Phase I trials: These first studies in people evaluate how a new drug should be given (by mouth, injected into the blood, or injected into the muscle), how often, and what dose is safe. A Phase I trial usually enrolls only a small number of patients, sometimes as few as a dozen.

Phase II trials: A phase II trial continues to test the safety of the drug, and begins to evaluate how well the new drug works. Phase II studies usually focus on a particular type of cancer.

Phase III trials: These studies test a new drug, a new combination of drugs, or a new surgical procedure in comparison to the current standard for treatment. A participant will usually be assigned to the standard treatment group or the new treatment group at random (called randomization). Phase III trials often enroll large numbers of people and may be conducted at many doctors' offices, clinics, and cancer centers nationwide.
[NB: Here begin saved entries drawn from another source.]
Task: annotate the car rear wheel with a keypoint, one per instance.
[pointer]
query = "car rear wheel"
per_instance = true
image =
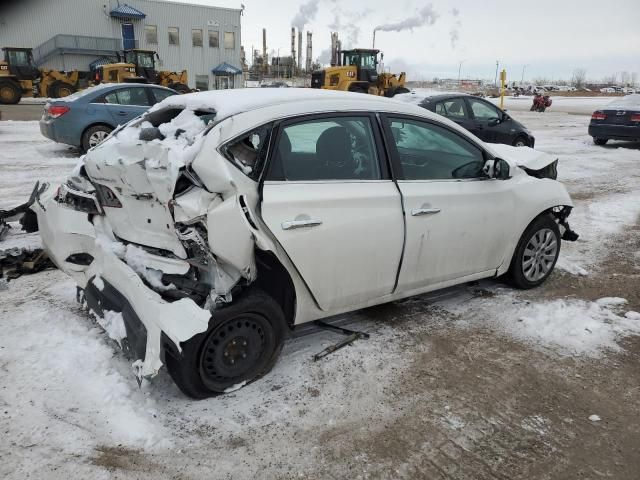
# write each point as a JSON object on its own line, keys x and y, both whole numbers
{"x": 536, "y": 253}
{"x": 10, "y": 93}
{"x": 520, "y": 142}
{"x": 242, "y": 343}
{"x": 95, "y": 136}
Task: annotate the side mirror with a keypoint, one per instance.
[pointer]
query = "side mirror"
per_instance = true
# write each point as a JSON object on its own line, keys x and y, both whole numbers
{"x": 496, "y": 168}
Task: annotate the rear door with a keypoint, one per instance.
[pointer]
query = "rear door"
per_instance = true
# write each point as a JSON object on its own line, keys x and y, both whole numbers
{"x": 458, "y": 221}
{"x": 125, "y": 104}
{"x": 329, "y": 201}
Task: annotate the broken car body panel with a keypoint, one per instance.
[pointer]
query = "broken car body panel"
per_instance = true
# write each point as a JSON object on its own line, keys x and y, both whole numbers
{"x": 181, "y": 222}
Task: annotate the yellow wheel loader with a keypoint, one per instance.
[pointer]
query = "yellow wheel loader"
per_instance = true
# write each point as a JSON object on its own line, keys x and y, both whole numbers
{"x": 139, "y": 66}
{"x": 20, "y": 77}
{"x": 357, "y": 71}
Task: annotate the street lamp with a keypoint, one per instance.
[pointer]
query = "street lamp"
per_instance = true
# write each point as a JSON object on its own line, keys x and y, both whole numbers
{"x": 460, "y": 70}
{"x": 522, "y": 78}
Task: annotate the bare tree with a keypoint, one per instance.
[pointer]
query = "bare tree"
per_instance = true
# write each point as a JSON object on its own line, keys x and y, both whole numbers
{"x": 578, "y": 78}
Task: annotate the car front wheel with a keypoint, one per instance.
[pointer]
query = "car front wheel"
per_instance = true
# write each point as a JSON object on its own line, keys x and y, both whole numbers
{"x": 242, "y": 343}
{"x": 536, "y": 253}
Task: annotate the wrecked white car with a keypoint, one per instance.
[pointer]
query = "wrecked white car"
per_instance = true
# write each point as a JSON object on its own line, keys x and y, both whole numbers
{"x": 209, "y": 227}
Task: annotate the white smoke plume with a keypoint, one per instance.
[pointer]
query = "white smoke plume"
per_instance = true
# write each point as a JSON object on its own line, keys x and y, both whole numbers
{"x": 425, "y": 16}
{"x": 306, "y": 13}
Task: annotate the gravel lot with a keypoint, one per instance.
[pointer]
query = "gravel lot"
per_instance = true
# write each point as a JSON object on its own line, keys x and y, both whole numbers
{"x": 475, "y": 382}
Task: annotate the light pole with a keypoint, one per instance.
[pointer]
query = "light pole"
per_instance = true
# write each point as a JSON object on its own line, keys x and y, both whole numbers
{"x": 460, "y": 70}
{"x": 522, "y": 78}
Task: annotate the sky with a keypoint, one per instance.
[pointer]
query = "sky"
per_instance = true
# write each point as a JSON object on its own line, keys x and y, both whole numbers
{"x": 541, "y": 38}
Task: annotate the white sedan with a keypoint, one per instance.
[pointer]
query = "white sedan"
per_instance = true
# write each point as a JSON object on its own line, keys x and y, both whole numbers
{"x": 202, "y": 232}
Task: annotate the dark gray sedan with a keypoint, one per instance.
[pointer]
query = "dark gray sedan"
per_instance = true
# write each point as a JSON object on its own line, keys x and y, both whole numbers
{"x": 480, "y": 117}
{"x": 86, "y": 118}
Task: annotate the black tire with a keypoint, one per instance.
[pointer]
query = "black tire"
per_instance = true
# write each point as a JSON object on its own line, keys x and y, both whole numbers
{"x": 90, "y": 134}
{"x": 61, "y": 89}
{"x": 520, "y": 141}
{"x": 180, "y": 88}
{"x": 242, "y": 344}
{"x": 10, "y": 93}
{"x": 527, "y": 256}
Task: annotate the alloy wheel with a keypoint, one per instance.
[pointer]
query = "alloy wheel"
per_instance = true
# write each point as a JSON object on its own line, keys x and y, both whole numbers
{"x": 539, "y": 255}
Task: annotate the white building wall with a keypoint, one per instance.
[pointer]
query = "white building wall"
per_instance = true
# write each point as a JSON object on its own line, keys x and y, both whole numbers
{"x": 29, "y": 23}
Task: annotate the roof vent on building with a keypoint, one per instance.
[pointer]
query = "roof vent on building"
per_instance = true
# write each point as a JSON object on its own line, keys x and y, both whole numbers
{"x": 127, "y": 11}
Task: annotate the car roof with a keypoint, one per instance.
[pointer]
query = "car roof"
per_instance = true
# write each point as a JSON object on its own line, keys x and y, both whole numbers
{"x": 228, "y": 103}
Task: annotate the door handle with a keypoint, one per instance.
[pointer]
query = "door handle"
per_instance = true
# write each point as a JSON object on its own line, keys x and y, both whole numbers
{"x": 416, "y": 212}
{"x": 293, "y": 224}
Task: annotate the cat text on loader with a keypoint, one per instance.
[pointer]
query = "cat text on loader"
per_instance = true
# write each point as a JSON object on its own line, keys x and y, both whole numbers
{"x": 139, "y": 66}
{"x": 20, "y": 77}
{"x": 357, "y": 71}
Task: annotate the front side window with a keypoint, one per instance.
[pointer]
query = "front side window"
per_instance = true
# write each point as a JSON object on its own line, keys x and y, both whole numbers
{"x": 249, "y": 152}
{"x": 483, "y": 111}
{"x": 18, "y": 58}
{"x": 430, "y": 152}
{"x": 174, "y": 36}
{"x": 229, "y": 40}
{"x": 341, "y": 148}
{"x": 202, "y": 82}
{"x": 128, "y": 96}
{"x": 196, "y": 37}
{"x": 214, "y": 39}
{"x": 454, "y": 108}
{"x": 151, "y": 34}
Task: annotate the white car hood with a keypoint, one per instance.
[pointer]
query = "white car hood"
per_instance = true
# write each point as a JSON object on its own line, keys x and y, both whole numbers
{"x": 522, "y": 156}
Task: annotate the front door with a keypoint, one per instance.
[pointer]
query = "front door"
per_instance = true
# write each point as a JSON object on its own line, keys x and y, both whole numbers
{"x": 128, "y": 36}
{"x": 457, "y": 219}
{"x": 330, "y": 203}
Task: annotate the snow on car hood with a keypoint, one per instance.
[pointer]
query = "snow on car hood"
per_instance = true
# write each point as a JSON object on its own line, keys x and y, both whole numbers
{"x": 522, "y": 156}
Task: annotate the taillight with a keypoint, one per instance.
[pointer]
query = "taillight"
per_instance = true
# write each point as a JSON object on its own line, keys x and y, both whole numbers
{"x": 106, "y": 197}
{"x": 56, "y": 111}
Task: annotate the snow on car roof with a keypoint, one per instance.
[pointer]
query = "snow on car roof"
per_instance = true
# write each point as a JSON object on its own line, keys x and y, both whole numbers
{"x": 231, "y": 102}
{"x": 629, "y": 101}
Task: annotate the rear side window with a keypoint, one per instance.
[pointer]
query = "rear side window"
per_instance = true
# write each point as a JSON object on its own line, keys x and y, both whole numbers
{"x": 128, "y": 96}
{"x": 340, "y": 148}
{"x": 160, "y": 94}
{"x": 430, "y": 152}
{"x": 249, "y": 152}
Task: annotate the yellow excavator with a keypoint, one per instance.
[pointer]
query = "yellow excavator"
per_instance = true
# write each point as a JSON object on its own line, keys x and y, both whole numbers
{"x": 20, "y": 77}
{"x": 357, "y": 71}
{"x": 139, "y": 66}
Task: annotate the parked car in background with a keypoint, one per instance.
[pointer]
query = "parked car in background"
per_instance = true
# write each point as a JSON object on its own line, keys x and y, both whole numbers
{"x": 218, "y": 221}
{"x": 86, "y": 118}
{"x": 619, "y": 120}
{"x": 480, "y": 117}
The National Cancer Institute lists the following benefits for participating in a clinical trial.

• Treatment studies offer sophisticated, up-to-date, cancer care. Patients who do not receive the new treatment receive up-to-date standard care.
  
• If a new treatment or prevention approach is successful, study participants receiving that approach are the first to benefit.
  
• Many people take part in a study to help others who also have cancer, and they feel good about making this contribution.
  
• Exploring all the treatment and prevention options may help a person feel more in control and more a part of vitally important decisions affecting his or her life.
  
• Taking part in a study does not end a continuing relationship with the participant’s primary care physician.